Judge, born around 1773 to a “dower slave” Betty and a white indentured servant, Andrew Judge, was given to Martha Washington by her father and had been a slave as part of the Washington estate since when she was 10. Judge did not only run errands for Martha Washington but traveled with her as George Washington entered politics.

Judge traveled with the Washington family to states with varying laws regarding slavery. For instance, Pennsylvania’s Gradual Abolition Act of 1780 stated that Black people enslaved by non-residents of the state were legally freed after living in Pennsylvania for six continuous months, a report by EJI said.

The report added that to avoid enforcement of the law and prevent their slaves including Judge from being legally freed, the Washingtons regularly sent Judge and the other slaves in the household out of state for brief periods, to restart the six-month residency requirement.
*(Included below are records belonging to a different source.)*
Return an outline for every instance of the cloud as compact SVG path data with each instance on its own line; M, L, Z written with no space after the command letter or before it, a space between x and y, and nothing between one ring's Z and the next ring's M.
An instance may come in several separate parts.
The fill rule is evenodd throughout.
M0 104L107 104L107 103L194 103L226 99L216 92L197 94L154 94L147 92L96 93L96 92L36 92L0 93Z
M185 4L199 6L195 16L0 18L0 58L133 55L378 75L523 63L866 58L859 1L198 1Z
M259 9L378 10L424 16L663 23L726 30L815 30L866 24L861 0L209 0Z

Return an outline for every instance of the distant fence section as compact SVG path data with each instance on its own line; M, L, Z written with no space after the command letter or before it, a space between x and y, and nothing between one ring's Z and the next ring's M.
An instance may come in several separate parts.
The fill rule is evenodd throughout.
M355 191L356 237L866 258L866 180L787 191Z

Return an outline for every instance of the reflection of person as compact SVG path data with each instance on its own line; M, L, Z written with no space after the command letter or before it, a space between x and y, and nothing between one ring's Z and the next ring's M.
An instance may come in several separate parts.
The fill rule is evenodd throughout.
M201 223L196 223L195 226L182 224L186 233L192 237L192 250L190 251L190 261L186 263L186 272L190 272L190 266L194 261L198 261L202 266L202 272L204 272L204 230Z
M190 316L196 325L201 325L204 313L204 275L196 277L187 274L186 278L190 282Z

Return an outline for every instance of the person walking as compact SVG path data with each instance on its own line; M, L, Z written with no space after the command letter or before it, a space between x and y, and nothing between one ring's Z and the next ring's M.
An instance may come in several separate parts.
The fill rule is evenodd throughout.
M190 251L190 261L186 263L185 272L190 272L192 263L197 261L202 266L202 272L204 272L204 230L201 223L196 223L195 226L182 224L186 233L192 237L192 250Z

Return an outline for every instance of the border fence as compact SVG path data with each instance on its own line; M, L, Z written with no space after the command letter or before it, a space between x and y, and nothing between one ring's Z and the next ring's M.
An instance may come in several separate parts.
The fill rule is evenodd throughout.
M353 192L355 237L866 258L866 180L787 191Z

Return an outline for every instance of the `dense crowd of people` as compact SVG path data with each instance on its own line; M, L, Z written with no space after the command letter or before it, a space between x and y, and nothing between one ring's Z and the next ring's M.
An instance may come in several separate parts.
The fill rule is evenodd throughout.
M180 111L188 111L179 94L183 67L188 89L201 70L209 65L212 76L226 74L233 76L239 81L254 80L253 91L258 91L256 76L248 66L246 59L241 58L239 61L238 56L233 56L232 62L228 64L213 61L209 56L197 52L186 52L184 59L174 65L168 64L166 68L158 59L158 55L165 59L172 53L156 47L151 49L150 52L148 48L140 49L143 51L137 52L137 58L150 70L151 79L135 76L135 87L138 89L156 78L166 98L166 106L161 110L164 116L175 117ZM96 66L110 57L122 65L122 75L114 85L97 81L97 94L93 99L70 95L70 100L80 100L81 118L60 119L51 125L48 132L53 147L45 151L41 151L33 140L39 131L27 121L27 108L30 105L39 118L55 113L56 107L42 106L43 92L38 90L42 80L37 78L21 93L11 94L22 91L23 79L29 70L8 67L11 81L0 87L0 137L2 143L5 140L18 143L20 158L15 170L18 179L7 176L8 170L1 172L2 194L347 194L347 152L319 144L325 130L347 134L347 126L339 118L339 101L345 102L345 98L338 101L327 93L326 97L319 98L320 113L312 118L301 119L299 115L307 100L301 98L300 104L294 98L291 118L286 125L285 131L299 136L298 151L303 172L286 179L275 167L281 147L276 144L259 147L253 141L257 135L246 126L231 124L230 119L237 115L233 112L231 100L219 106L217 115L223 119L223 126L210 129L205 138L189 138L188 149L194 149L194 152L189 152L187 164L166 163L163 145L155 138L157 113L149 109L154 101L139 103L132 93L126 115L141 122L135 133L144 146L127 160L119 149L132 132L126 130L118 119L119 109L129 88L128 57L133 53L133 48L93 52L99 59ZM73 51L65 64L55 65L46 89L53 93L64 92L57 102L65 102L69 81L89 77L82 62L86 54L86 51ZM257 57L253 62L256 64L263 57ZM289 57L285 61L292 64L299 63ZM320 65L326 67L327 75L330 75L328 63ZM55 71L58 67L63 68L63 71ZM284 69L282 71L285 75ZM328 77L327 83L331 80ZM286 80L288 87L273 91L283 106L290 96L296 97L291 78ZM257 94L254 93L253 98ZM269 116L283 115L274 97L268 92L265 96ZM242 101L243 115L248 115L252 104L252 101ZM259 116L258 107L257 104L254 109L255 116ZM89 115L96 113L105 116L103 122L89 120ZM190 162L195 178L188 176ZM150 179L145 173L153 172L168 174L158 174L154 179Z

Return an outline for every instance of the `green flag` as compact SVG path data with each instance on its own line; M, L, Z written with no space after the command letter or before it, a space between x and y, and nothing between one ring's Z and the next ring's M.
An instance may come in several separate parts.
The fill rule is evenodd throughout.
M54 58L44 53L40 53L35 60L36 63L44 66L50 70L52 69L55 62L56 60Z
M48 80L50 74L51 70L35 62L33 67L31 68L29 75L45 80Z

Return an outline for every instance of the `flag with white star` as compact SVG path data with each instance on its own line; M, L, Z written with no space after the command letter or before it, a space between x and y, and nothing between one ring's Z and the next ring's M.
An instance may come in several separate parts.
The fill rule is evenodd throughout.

Soon, Martha Washington’s granddaughter Eliza Custis got married. Martha Washington promised to leave Judge to her as a “gift” in her will. Realizing that she had absolutely no control over her life and that she would remain a slave even after Martha Washington had died, Judge decided to escape.

On the night of May 21, 1796, while the Washingtons were packing to return to Mt. Vernon for the summer, Judge escaped on a ship destined for Portsmouth, New Hampshire. She had made friends with many enslaved people while in Philadelphia and those friends helped her to send her belongings to New Hampshire before she escaped.

After Judge had escaped from Philadelphia, the Washington family tried to recapture her. Two days after her escape, a newspaper ad was placed seeking her return. In the ad, she is described as “a light mulatto girl, much freckled, with very Black eyes and bushy Black hair. She is of middle stature, slender, and delicately formed, about 20 years of age.”

The Washingtons offered a $10 reward for Judge’s return but she evaded capture. A report by NPS said George Washington later got to know about Judge’s whereabouts when Elizabeth Langdon, daughter of Senator John Langdon and a friend of Martha Washington’s granddaughter, saw Judge in Portsmouth, New Hampshire.

George Washington asked Treasury Secretary Oliver Wolcott’s help in capturing Judge. Wolcott also turned to Joseph Whipple, collector of customs in Portsmouth, for help. Whipple was able to contact Judge, who tried to negotiate with him. She told him that she would return if she could be freed upon the deaths of her owners. But the Washington family refused that offer.

The Washington family later tried to seize Judge and a child she had given birth to, but she got to know about it and fled town. She married, had three children, and lived for about 52 years in New Hampshire before her death on February 25, 1848.